Tax Crime Investigator Believes Donald Trump Is Laundering Money Through Mar-A-Lago
Donald Trump and his campaign may be using his Mar-A-Lago resort as a money-laundering machine, warns a retired tax crimes investigator. He’s looking at how payments to the Florida resort, through Trump’s campaign, have the appearance of dodging financial reporting requirements — in short, he says they look like a cover-up.
Writing for The Daily Beast, 30-year IRS tax crimes investigator Martin Sheil says that a series of payments to Mar-A-Lago from the campaign, all ostensibly for “facility rental/catering services,” would have raised questions in his line of work.

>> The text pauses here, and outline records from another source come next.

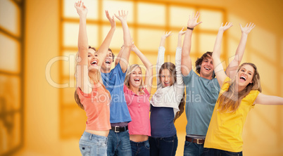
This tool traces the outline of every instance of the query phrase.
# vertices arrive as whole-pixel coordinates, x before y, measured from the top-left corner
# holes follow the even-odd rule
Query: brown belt
[[[204,143],[204,138],[193,138],[186,136],[186,141],[189,142],[193,142],[197,144],[203,144]]]

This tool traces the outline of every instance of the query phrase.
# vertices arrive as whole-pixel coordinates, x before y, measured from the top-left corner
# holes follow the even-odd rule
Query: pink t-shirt
[[[150,93],[144,89],[144,94],[137,95],[124,85],[125,98],[126,99],[132,122],[129,122],[129,134],[151,136],[149,121]]]
[[[84,93],[78,87],[77,93],[86,112],[87,130],[106,131],[110,125],[110,97],[103,86],[94,86],[91,93]]]

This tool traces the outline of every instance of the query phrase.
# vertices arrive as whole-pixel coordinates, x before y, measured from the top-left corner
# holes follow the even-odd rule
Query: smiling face
[[[130,87],[139,88],[142,81],[141,68],[137,67],[130,74],[129,84]]]
[[[239,90],[242,90],[241,88],[246,88],[249,84],[253,83],[254,72],[254,68],[250,65],[244,65],[241,67],[236,77],[236,83],[238,84]]]
[[[113,60],[113,56],[112,52],[108,51],[107,52],[106,58],[105,58],[104,61],[102,63],[101,67],[103,70],[108,71],[111,69],[111,65]]]
[[[89,48],[87,58],[88,58],[87,67],[89,67],[89,70],[93,67],[98,69],[99,55],[94,49]]]
[[[200,76],[201,77],[210,79],[213,73],[214,66],[211,57],[206,57],[201,62],[200,69]]]
[[[168,69],[163,69],[161,71],[160,79],[163,87],[170,86],[173,84],[172,74]]]

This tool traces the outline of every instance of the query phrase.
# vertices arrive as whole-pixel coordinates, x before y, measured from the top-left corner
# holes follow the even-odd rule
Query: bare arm
[[[119,15],[115,14],[115,16],[121,22],[123,31],[124,48],[119,52],[121,53],[121,57],[119,63],[122,72],[125,72],[127,71],[132,47],[131,34],[127,24],[127,14],[128,12],[126,13],[123,11],[119,11]]]
[[[253,30],[256,26],[253,23],[250,23],[246,25],[246,27],[242,27],[240,24],[241,30],[241,37],[240,42],[239,43],[238,48],[237,48],[234,58],[233,60],[229,64],[226,69],[226,74],[229,77],[233,77],[237,73],[237,70],[241,63],[241,59],[243,58],[244,52],[246,48],[246,44],[248,39],[248,34]]]
[[[196,25],[201,24],[202,22],[197,22],[199,16],[199,12],[193,13],[191,18],[189,16],[189,20],[187,23],[187,27],[194,29]],[[191,70],[191,58],[190,56],[191,53],[191,36],[193,30],[187,29],[185,32],[184,38],[183,47],[182,48],[182,60],[181,60],[181,71],[182,74],[187,76],[189,71]]]
[[[103,42],[100,46],[99,49],[97,51],[97,53],[99,54],[99,60],[104,60],[105,58],[107,56],[107,51],[108,51],[108,48],[110,46],[110,43],[111,41],[112,37],[114,34],[115,30],[116,28],[116,22],[115,22],[114,16],[112,18],[110,17],[108,11],[105,11],[106,14],[106,17],[108,19],[111,25],[111,29],[109,30],[109,32],[107,34],[106,37],[105,38]],[[99,65],[101,66],[103,61],[99,62]]]
[[[161,37],[161,43],[159,44],[159,46],[165,47],[165,41],[166,40],[167,37],[171,36],[172,34],[171,34],[171,32],[164,32],[164,34],[162,35],[162,37]]]
[[[87,8],[82,1],[75,3],[75,8],[80,16],[79,38],[77,48],[79,49],[79,60],[77,65],[77,85],[84,93],[92,91],[89,83],[88,74],[88,50],[89,44],[87,35]]]
[[[137,56],[139,56],[139,59],[141,59],[142,63],[144,63],[144,66],[146,67],[146,76],[144,77],[144,85],[146,88],[146,90],[150,93],[151,91],[151,86],[152,86],[152,74],[153,73],[152,64],[149,62],[149,59],[137,48],[134,44],[132,46],[132,51],[134,51]]]
[[[178,44],[177,44],[177,47],[182,48],[182,36],[186,33],[186,31],[183,31],[184,27],[182,28],[181,31],[179,32],[178,34]]]
[[[116,65],[119,63],[120,60],[120,58],[121,58],[122,51],[123,50],[124,50],[124,45],[122,45],[122,46],[121,46],[121,48],[120,49],[120,51],[119,51],[119,53],[118,53],[118,55],[116,56],[116,60],[115,60],[115,66],[116,66]]]
[[[253,104],[283,105],[283,98],[259,93]]]
[[[213,60],[214,72],[216,74],[217,80],[218,81],[219,85],[220,86],[222,86],[224,81],[227,77],[227,75],[223,70],[223,66],[220,61],[222,39],[223,37],[224,32],[233,26],[231,22],[229,22],[228,24],[226,22],[225,25],[222,25],[223,23],[222,23],[221,27],[219,28],[218,34],[217,34],[215,43],[214,44],[213,53],[212,56]]]
[[[171,36],[171,32],[164,32],[164,34],[162,35],[161,39],[161,43],[159,44],[159,48],[158,48],[158,54],[157,55],[157,62],[156,62],[156,74],[158,74],[159,70],[161,67],[161,65],[164,63],[164,54],[165,54],[165,41],[167,39],[167,37]],[[156,77],[156,84],[159,84],[159,77]]]

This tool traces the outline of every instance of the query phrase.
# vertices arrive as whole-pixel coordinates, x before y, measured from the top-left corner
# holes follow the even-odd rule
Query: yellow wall
[[[175,2],[208,8],[217,6],[226,11],[228,21],[234,23],[226,36],[228,57],[232,56],[240,39],[239,23],[256,23],[256,27],[249,36],[243,62],[257,65],[264,93],[283,96],[283,61],[281,61],[283,59],[283,5],[281,1]],[[68,139],[60,136],[59,90],[50,85],[45,77],[49,61],[58,56],[60,51],[59,5],[57,0],[26,1],[25,138],[24,147],[17,155],[80,155],[78,148],[80,136]],[[205,25],[206,21],[203,22],[201,25]],[[54,63],[50,71],[52,79],[58,82],[58,63]],[[70,98],[73,97],[70,94]],[[282,106],[257,105],[251,111],[244,129],[245,155],[283,155],[282,112]],[[182,155],[186,124],[183,114],[176,123],[179,137],[177,155]]]

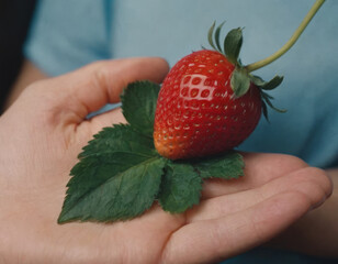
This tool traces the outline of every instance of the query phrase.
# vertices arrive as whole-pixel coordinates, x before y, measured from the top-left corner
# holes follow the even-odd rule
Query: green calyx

Is the $380,000 income? If so, what was delivered in exchange for it? Were these payments for past services rendered or for future expected returns? Who were the donors? Why didn’t the Trump Organization just report the entire $380,000 in total? Why break that down into separate transactions? Why was each payment identically described as “Facility Rental/ Catering Services”? Is something being disguised here?
He’s talking about a financial record that Washington Post reporter David Farenthold tweeted out last week. It shows the Trump campaign making 43 separate payments, most between $8k and $10k, totaling $380k, to Mar-A-Lago in just two days. All of the items are listed as being for facility rental and catering. While Farenthold sees these as using campaign donations to enrich Trump’s private business, Sheil’s IRS eye sees something else: he says the payments are just below the minimum that would require reporting.
In just two days, @realdonaldtrump’s campaign pumped $380K into Trump’s private business, in 43 separate payments. Trump Org says this was for a weeklong “donor retreat,” held in early March at Mar-a-Lago.
Campaign donations turned into private revenue for POTUS pic.twitter.com/1kf39vAqkt
— David Fahrenthold (@Fahrenthold) July 17, 2020
…broken into chunks of $10,000 and less—which happens to be the reporting requirement for receipt of cash payments in a trade or business to FinCEN (the Financial Crimes Enforcement Network)
It’s not the first time that Trump has been accused of having outside money pumped into his businesses in a way that dodges the law. Mary Trump described in her book an incident in which she says that her grandfather, Fred Trump, once bought over $3 million in casino chips from Trump Castle Casino Resort, leaving with them rather than using them to gamble — which resulted in an investigation by the gaming commission and a hefty fine.
Trump has also been criticized throughout his presidency for the amount of taxpayer money he’s diverted to his businesses. Propublica, earlier this year, detailed some of these costs, including charging the U.S. government $650 per night for secret service members to stay at Mar-A-Lago, where they provide protection for the president, adding up to hundreds of thousands of dollars. An analysis published by Time last year found that Trump’s visits to his own resorts cost the government about $1 million per day. Not all of that is in payments directly to the president’s own private business, but significant portions are.
With regard to the current allegations, Sheil notes that there are criminal penalties for breaking a large payment into smaller chunks to avoid reporting laws, and that the president’s businesses have run afoul of these same laws before. The Trump Taj Mahal Casino Resort was charged a $10 million fine for violations, and that business has a history of similar violations and penalties dating back to 2003, as well as a 1998 violation for currency transaction reporting.